The output order can vary when you run the program. If you need a predictable display order for learning or testing, collect the result and sort it before printing. Do not use collect() on very large RDDs because it brings all data to the driver.

Spark RDD distinct() Scala example

In the following example, we will find the distinct elements in an RDD using RDD.distinct() with Scala programming language.

RDDdistinct.scala

</>
Copy
import org.apache.spark.SparkContext
import org.apache.spark.SparkConf

object RDDdistinct {
	def main(args: Array[String]) {

		/* configure spark application */
		val conf = new SparkConf().setAppName("Spark RDD Distinct Example").setMaster("local[1]")

				/* spark context*/
				val sc = new SparkContext(conf)

				/* map */
				var rdd = sc.parallelize(Seq("Learn", "Apache", "Spark", "Learn", "Spark", "RDD", "Functions"));

				/* reduce */
				var rddDist = rdd.distinct()

				/* print */
				rddDist.collect().foreach(println)

				/* or save the output to file */
				rddDist.saveAsTextFile("out.txt")

				sc.stop()
	}
}

In the Scala example, rdd.distinct() creates a new RDD. The original rdd is not modified because Spark RDDs are immutable.

PySpark RDD distinct() example for unique values

The following PySpark example creates an RDD from a Python list and uses distinct() to remove repeated values.

</>
Copy
from pyspark import SparkConf, SparkContext

conf = SparkConf().setAppName("PySpark RDD Distinct Example").setMaster("local[2]")
sc = SparkContext(conf=conf)

data = ["Learn", "Apache", "Spark", "Learn", "Spark", "RDD", "Functions"]
words = sc.parallelize(data)

unique_words = words.distinct()

for word in unique_words.collect():
    print(word)

sc.stop()

A possible output is shown below.
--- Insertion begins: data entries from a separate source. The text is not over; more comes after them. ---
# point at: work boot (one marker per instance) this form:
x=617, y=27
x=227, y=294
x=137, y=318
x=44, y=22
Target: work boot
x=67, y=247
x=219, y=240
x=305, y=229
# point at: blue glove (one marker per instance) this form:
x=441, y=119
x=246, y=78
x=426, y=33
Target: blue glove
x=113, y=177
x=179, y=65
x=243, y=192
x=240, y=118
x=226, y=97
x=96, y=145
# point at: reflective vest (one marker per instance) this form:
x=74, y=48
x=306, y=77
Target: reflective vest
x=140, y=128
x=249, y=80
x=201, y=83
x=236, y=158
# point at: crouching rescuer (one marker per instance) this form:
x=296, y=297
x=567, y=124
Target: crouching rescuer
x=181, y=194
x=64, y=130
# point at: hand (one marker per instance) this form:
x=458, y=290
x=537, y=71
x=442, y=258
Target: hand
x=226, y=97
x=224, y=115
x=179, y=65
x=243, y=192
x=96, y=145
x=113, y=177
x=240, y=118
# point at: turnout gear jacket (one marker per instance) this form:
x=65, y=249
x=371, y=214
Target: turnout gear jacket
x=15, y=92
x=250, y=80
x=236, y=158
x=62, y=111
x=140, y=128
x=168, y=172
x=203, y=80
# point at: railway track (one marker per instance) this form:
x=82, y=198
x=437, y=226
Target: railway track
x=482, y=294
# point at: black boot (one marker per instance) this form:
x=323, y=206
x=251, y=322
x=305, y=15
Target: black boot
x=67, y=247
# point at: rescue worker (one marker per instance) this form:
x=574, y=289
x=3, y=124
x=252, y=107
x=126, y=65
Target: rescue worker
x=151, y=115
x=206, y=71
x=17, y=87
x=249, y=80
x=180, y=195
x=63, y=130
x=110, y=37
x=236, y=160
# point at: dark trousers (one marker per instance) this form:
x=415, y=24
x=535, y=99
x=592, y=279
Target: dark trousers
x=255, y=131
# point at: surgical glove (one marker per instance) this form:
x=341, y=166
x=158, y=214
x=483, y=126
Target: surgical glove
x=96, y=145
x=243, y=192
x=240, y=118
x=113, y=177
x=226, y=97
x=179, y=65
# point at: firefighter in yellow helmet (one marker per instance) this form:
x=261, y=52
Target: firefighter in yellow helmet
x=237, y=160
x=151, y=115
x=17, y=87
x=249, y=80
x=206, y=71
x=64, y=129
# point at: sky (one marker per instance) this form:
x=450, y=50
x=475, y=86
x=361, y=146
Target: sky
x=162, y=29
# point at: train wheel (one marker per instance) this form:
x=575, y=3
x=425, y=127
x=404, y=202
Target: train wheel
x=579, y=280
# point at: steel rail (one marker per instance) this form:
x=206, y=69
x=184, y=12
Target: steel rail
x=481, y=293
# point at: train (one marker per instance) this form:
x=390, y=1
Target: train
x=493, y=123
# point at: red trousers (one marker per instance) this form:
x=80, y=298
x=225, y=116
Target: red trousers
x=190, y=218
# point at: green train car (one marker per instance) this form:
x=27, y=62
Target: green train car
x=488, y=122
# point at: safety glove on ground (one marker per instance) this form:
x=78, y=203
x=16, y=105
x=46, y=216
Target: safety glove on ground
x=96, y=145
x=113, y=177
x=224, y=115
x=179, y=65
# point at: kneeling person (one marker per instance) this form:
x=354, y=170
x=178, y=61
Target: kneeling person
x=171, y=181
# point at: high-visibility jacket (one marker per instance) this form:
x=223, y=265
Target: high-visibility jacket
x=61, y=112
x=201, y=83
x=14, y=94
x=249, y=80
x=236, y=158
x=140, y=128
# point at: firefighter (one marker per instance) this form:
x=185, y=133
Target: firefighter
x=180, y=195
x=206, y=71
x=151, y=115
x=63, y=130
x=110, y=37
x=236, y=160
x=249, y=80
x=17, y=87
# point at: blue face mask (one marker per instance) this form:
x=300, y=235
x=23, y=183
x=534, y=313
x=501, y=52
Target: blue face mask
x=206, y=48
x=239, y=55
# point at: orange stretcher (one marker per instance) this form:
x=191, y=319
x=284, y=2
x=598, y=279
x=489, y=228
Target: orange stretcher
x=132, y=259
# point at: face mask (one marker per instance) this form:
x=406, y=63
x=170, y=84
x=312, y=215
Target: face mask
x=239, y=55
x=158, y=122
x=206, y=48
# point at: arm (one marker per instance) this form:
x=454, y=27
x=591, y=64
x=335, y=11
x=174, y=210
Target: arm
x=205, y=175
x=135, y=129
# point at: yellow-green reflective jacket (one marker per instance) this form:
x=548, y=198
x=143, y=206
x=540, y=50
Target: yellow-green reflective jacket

The order may be different on your system.

Apache
Functions
Learn
RDD
Spark

Get unique values from a PySpark RDD as a list

To get unique values as a Python list, call collect() after distinct(). This is suitable only when the distinct result is small enough to fit in driver memory.

</>
Copy
unique_words_list = words.distinct().collect()
print(unique_words_list)
['Apache', 'Functions', 'Learn', 'RDD', 'Spark']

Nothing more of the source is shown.